Nanoscopy in k-space and real space

Single-emitter and Purcell-factor microscopy

Working with single nano-antennas and single quantum emitters directly implies a strong interest in nanoscopy, and nano-manipulation. Questions one immediately ask are for instance: how do you select an excellent emitter on basis of its photophysical properties, how do you position one object relative to the other via chance, lithography, or nanomechanical manipulation, and what are the scattering properties of single objects. A workhorse tool in our group is single molecule fluorescence microscopy. Using state of the art methods, one can nowadays measure the spectrum and lifetime of a single emitter within 10 ms, meaning that one can really follow changes in photophysics in time (missing reference). Superresolution and NSOM techniques can be used for localizing single objects relative to each other. In our work, we focus on applying such techniques to light-matter interaction problems. Examples are measuring Purcell factors as function of spatial coordinate with superresolution, measuring the intrinsic quantum efficiency of single emitters , and measuring emission properties while you make geometrical changes to a resonant nanostructure.
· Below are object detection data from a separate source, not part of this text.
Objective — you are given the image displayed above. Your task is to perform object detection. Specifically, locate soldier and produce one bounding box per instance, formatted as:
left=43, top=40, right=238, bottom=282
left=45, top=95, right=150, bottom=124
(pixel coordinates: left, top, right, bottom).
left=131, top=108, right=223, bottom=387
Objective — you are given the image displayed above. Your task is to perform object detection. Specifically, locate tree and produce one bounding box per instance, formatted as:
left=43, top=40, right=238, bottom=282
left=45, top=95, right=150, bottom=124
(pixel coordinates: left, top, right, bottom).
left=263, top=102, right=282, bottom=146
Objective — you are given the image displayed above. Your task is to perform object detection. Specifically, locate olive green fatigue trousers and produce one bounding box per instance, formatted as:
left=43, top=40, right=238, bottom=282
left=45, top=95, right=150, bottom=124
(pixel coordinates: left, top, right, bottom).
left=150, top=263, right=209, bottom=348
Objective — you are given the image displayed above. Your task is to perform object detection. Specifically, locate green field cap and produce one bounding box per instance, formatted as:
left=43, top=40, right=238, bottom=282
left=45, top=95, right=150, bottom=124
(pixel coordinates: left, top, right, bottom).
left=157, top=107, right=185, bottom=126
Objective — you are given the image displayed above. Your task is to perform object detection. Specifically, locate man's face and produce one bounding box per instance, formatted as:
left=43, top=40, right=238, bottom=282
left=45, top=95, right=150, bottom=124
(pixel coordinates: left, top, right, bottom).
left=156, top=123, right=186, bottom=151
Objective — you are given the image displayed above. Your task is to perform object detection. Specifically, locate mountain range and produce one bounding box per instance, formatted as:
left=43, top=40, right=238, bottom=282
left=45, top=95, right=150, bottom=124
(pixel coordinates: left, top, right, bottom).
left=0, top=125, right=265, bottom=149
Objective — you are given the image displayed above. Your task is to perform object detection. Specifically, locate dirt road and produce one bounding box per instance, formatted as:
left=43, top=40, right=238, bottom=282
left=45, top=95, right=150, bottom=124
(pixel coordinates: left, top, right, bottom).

K-space radiation patterns –  amplitude, vector and phase:

Resolving angles in microscopy is at least as informative as resolving space. What is the distribution of scattering or of photon emission over angle? In the fields of plasmonics and metamaterials, intuition very often relies on classifying a structure as a dipole, multipole, magnetic moment, as having chiral contributions, or as being a coherent interfering sum of terms. Quantifying this intuition is difficult as one can not actually measure induced multipole moments. Alternatively, one can measure the amplitude, polarization, and phase-properties of the light that a single nano-objecct emits or radiates into each solid angle. In principle this is sufficient information to reconstruct all the near-field properties. We use so-called `Fourier’ microscopy, mapping the angular distribution of light directly on a camera to quantify radiation patterns and polarization. We apply this method to plasmon antennas that beam fluorescence in a specific direction, to plasmon lattice phosphors and lasers, and to antennas that impart chirality, and orbital angular momentum, to emitted light.